Friday, August 31, 2018

The Queen is dead

It wouldn't be black church without at least one perfectly mad hat, and Cicely Tyson wins the brass figlagee, with a number that looks like a cross between a beekeeper's headgear and those wigs that British judges still, inexplicably, wear.

I'm watching the funeral of Aretha Franklin on BET, which has more coverage with less annoying commentary than the other cables.  (C-SPAN, for some reason, is covering McCain.)  Rick Snyder, the Fiend Who Poisoned Flint, had to be invited, I guess, but most of the other speakers and singers were well chosen and right:  Jesse Jackson, Smokey Robinson, William Barber, Bill Clinton, Michael Eric Dyson, Eric Holder, Clive Davis, Al Sharpton, Ariana Grande, Stevie Wonder, Chaka Khan, Faith Hill, Tyler Perry, Isiah Thomas.  Nearly six hours -- the funeral of a queen, like a coronation, takes stamina.
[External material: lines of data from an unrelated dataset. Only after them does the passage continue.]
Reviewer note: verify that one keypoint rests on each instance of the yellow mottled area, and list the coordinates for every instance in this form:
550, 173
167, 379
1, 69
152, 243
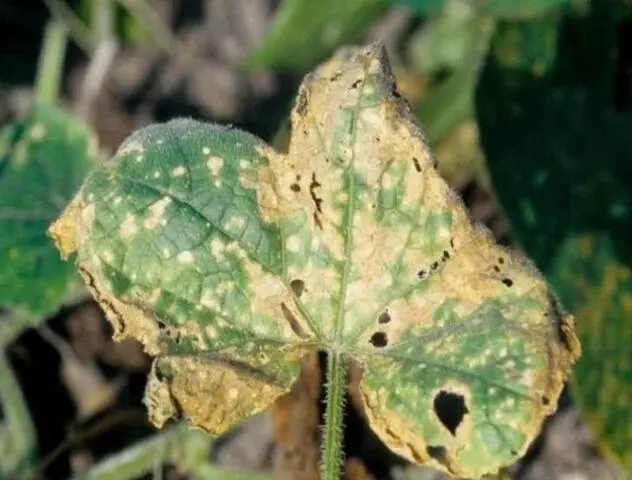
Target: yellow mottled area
71, 229
366, 229
211, 395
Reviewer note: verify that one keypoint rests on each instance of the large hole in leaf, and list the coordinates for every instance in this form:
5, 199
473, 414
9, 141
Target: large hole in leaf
379, 339
450, 409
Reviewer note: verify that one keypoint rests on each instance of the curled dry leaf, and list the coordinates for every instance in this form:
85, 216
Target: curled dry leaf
230, 262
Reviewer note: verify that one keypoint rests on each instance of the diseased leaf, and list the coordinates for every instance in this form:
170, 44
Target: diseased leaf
43, 160
231, 261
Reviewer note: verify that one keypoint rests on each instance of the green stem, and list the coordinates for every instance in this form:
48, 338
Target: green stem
177, 445
51, 62
331, 461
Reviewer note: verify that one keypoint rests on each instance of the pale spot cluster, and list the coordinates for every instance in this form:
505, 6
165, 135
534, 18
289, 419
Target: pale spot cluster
128, 227
156, 212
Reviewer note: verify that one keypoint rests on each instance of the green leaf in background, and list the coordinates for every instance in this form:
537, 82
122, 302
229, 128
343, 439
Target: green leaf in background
305, 32
499, 8
43, 160
18, 440
230, 262
555, 111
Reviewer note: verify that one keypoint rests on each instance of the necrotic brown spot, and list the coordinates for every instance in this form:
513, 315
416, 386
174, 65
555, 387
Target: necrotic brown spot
297, 285
450, 409
438, 452
379, 339
291, 319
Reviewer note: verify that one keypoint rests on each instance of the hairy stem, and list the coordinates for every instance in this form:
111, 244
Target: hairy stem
51, 62
331, 459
I would say there were three pivotal singers in twentieth century popular music.  Bing Crosby taught the megaphone boys how to use a microphone, intimately, intensely, to sing to one person at a time.  Frank Sinatra took Bing's "crooning" style and made each lyric tell a story, for which he frequently gave credit to Billie Holiday.  Aretha Franklin brought gospel music, with its melisma and intensity, out of the church to transform popular song.  If you doubt, listen to any of these amateur-night shows on the networks.  You will hear aspiring singer after singer imitating Whitney Houston imitating Aretha.  That is as close as you want to get to a volcano.  And a volcano is almost as hard to ignore.

Her voice was a force of nature, and we have it forever.